— А чего даешь?.. — отзывался Никифоров, сутулый, длиннорукий, с редкой растительностью на темени, и не старый еще (лет на пять-шесть всего старше Хлебникова), а уже лысеющий. — Каждый может, если захочет. Мы с. Мариной без выходных вкалываем…
— И долго вы так, давно? — осведомилась с опасным спокойствием Лариса; в ее взгляде не было ни сочувствия, ни простого, казалось, интереса.
— Скоро четыре года, как мы поженились… Все своими руками, — повторил Никифоров.
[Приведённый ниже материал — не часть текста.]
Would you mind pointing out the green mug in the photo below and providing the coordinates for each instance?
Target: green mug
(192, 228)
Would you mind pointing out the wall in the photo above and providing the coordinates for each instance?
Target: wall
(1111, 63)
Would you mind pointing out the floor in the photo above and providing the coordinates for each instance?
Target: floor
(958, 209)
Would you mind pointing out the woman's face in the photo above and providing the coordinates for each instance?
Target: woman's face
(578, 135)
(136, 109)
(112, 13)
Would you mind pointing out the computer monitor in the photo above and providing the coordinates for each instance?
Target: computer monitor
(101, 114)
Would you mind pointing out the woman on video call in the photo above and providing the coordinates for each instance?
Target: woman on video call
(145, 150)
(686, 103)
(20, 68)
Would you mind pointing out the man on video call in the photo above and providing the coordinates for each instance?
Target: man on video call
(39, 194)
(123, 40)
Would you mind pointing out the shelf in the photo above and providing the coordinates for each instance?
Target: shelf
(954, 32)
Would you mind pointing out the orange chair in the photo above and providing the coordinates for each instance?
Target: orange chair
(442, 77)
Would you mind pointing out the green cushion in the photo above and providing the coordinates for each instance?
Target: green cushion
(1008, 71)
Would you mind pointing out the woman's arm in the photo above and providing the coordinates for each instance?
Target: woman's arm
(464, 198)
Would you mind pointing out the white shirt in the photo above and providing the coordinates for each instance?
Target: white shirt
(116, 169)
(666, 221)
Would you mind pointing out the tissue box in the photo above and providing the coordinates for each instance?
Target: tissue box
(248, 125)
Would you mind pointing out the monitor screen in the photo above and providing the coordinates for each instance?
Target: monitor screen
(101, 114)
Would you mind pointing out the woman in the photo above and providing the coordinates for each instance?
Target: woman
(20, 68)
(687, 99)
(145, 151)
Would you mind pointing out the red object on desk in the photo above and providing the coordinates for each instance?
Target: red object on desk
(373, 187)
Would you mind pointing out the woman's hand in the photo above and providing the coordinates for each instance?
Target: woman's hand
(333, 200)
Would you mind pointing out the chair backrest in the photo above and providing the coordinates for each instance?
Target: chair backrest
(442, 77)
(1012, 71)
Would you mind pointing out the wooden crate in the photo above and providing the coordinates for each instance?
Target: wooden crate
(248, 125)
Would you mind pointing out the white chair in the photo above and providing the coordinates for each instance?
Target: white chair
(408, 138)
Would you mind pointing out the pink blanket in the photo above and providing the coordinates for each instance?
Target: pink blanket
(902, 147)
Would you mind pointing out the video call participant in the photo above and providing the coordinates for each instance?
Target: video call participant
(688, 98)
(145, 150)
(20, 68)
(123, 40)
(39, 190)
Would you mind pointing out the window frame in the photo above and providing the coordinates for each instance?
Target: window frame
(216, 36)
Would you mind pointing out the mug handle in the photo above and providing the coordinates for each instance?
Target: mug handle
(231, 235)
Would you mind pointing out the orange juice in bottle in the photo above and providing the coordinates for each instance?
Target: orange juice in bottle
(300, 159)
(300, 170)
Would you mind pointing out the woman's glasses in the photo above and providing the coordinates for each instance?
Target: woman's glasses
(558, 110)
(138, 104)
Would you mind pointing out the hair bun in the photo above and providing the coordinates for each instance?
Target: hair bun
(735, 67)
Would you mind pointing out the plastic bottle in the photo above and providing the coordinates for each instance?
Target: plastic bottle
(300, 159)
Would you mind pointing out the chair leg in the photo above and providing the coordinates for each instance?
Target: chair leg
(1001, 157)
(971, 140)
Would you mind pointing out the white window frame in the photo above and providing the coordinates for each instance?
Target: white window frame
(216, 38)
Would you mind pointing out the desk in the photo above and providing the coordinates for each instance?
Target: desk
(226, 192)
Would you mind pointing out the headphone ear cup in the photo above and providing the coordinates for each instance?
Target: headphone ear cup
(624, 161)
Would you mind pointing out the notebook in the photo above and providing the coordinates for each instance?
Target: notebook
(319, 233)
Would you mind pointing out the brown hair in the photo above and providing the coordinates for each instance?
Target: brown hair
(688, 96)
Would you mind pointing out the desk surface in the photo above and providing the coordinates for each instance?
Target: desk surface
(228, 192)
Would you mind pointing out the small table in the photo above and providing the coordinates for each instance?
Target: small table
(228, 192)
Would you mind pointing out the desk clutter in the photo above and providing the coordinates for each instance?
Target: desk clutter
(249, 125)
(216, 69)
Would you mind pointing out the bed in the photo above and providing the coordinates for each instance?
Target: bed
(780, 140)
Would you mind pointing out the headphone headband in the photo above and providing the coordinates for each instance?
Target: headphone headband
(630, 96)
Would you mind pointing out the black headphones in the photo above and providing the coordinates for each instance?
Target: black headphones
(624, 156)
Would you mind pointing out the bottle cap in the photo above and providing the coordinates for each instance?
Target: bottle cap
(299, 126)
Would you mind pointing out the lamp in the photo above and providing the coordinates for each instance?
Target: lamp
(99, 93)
— Можно сказать, герои труда, — сказала Лариса.
— В запрошлом году мы к ее предкам в деревню ездили, — будто не расслышал Никифоров; бесшумно, в носках ступал он, следуя позади и тоже поглядывая по сторонам — ревниво и почему-то беспокойно. — Папаша ее на заслуженный отдых тогда уходил… Два дня гуляли. Перепились все, как скоты… Чего хорошего?
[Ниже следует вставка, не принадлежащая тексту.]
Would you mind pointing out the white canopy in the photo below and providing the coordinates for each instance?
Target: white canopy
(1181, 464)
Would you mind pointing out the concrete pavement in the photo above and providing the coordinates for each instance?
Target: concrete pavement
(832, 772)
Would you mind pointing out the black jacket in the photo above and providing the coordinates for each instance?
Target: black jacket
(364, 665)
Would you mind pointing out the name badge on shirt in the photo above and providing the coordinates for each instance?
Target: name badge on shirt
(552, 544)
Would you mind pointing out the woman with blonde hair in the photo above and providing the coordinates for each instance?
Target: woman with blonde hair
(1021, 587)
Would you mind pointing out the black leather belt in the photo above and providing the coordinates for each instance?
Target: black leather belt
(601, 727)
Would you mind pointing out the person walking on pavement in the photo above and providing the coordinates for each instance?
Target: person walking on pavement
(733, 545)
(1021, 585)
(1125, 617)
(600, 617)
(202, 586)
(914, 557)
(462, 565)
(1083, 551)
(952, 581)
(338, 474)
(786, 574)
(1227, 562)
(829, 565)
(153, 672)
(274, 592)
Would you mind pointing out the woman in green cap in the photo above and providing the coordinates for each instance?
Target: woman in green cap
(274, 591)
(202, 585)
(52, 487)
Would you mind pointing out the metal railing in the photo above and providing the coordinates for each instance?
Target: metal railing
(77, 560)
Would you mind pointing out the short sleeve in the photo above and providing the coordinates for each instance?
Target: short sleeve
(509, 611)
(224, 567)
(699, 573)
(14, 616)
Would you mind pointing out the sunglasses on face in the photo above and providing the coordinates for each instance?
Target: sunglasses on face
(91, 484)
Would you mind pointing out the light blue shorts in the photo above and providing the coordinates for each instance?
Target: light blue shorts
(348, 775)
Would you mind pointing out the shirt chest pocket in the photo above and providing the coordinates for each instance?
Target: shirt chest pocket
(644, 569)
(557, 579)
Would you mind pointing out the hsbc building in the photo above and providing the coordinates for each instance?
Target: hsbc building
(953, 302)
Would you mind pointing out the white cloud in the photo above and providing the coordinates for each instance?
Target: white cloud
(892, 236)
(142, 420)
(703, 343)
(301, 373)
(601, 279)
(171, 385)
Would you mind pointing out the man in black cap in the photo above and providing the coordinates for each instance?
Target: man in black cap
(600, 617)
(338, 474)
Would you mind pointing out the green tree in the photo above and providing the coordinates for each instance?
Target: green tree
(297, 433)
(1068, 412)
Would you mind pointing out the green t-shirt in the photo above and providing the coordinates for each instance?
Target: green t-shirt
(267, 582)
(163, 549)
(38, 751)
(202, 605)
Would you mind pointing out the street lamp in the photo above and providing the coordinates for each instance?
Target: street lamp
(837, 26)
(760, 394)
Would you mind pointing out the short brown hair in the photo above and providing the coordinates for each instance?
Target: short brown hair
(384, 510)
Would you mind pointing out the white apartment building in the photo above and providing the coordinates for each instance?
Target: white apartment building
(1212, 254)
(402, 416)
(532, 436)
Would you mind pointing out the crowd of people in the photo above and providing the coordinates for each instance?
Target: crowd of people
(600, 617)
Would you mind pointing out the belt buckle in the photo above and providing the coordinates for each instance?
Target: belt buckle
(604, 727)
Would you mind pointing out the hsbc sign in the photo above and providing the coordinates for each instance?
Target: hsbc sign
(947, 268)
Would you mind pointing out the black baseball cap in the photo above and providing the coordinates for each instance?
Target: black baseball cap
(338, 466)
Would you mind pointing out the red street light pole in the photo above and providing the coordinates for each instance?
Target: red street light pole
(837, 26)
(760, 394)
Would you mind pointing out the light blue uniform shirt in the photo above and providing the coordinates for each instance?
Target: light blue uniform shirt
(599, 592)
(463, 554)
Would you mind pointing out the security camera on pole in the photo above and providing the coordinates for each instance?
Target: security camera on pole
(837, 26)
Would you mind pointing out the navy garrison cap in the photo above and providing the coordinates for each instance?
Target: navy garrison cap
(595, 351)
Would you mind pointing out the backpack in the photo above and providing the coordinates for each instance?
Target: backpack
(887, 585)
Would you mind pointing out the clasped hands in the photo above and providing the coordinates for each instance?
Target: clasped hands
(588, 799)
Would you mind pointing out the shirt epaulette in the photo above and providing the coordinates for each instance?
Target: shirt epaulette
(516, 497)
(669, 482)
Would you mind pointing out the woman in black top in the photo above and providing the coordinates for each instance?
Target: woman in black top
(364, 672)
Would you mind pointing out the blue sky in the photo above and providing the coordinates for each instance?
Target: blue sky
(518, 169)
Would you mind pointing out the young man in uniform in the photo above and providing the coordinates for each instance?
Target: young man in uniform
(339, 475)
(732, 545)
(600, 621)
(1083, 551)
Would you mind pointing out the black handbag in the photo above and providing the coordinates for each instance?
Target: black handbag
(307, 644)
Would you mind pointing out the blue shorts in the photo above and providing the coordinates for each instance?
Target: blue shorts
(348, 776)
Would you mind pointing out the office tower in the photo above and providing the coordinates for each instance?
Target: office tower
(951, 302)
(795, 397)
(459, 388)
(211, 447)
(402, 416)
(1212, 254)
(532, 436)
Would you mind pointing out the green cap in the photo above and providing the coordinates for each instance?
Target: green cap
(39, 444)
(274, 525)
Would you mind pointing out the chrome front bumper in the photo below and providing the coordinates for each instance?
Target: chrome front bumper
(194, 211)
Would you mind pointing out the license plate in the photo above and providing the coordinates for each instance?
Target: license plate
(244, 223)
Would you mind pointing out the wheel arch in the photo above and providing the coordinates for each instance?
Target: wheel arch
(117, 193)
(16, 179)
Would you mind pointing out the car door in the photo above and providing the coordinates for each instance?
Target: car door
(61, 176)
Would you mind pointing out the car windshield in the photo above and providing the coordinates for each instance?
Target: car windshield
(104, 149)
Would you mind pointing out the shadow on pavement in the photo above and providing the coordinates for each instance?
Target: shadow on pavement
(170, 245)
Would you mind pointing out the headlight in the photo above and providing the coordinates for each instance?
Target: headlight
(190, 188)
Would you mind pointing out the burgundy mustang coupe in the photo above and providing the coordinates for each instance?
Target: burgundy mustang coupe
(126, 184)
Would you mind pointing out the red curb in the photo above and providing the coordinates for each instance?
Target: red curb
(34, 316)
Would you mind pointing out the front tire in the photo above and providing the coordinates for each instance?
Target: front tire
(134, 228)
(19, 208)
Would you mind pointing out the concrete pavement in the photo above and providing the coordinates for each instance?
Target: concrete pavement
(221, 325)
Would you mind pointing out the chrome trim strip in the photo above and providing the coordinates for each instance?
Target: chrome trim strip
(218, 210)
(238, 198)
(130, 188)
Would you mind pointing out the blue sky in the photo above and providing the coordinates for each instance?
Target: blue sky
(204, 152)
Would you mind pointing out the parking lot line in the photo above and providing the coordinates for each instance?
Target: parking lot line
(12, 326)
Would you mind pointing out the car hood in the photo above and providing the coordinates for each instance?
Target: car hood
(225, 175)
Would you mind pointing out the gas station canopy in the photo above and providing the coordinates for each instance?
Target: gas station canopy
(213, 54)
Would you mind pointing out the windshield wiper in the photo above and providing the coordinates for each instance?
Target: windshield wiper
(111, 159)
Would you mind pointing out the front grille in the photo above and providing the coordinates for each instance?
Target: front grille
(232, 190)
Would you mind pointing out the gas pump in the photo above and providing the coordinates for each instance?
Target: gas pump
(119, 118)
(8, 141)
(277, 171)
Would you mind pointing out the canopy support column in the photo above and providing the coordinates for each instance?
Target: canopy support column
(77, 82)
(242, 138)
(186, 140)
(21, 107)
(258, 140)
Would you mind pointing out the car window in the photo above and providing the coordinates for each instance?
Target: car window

— А где же твоя Марина? — спросил Хлебников.
— Калымит. На одну зарплату разве поднимешь такое?
Никифоров шагнул к окну и задернул ситцевые, в розовую полоску, занавески, оберегая свою кухоньку от стороннего любопытства.
— Марина тоже красоту любит, — добавил он.
— Ну, а красота требует жертв, — как бы пояснила Лариса все с тем же непроницаемым бесстрастием.
А Никифоров опять словно бы не заметил ее иронии.
— Марина за работой не постоит. А специальность у нее всегда найдет применение. Штукатур-маляр… Училище кончила.
— Выходит, по две смены вкалывает, — сказала Лариса. — Первая на своей стройке, вторая — налево.
Никифоров всматривался в эту незваную гостью, словно изучая, стремясь понять… И злые мысли проходили в его голове: «Тебя она не спросила, как ей жить… Зачем вмешиваешься? Какое право имеешь судить? И почему я не погоню тебя, не пошлю куда подальше… вместе с этим дурачком, что так пялится на все».
— Жалеешь Маринку? — медленно выговорил он, сдерживаясь, — все же он побаивался этой пары.
— Когда-то вместе на танцы ходили. Была девчонка как девчонка, — сказала Лариса.
— А ты с ней поговори. Она тебя пожалеет, — сказал Никифоров.
Хлебников вспомнил молоденькую женщину, жену Никифорова, — он недавно встретил ее на заводском дворе — полнолицую, в комбинезоне, измазанном белилами, в заляпанных сапогах, легко несла ведро краски — голубого кобальта, невозможно было представить ее себе замученной. Кажется, она еще успевала, ко всему, заниматься плаванием, участвовала в заводской Олимпиаде.
Все трое вернулись в столовую… Хлебников взял стул от стола и сел в сторонке, насколько позволял сервант, — пора было приступать к разговору. Лариса тоже села, отодвинув стул… Никифоров это мрачно наблюдал, оставшись стоять в узком проеме двери, выходившей в прихожую; он все более раздражался: «Расселись, как у себя дома…» И не скупость — не опасался же он за целость стульев, а нечто более сложное мучило его: был самоуправно нарушен дорогой его сердцу порядок, гарнитурная симметрия — четыре стула, одинаково с четырех сторон вплотную приставленные к столу. А на паркете все ж таки наследили: несколько пыльных сероватых пятен появилось на натертом полу — сам его натирал. И почти страдающий от их вида, от этого бесцеремонного вторжения, Никифоров начал первый, как бросился в драку:
— Осуждаете! Мещанин — так ведь приговорили. Частный собственник и тэ дэ… За вещички душу продаст. Так ведь?
— Приблизительно так, — сказала Лариса.
И самый тон — холодно-безразличный, каким это было сказано, уязвил Никифорова, он не удержался:
— А мне плевать, что вы там решите… — выкрикнул он, — исключайте, пожалуйста! Плевать! Сам хоть сейчас билет на стол положу. А только свое дело я делаю не хуже других… выполняю и даже перевыполняю. И претензий ко мне на производстве нет. А Марина соцобязательство взяла.
— Погоди ты, — Хлебников поднял руку, — не бросайся билетом… Потребуем — выложишь.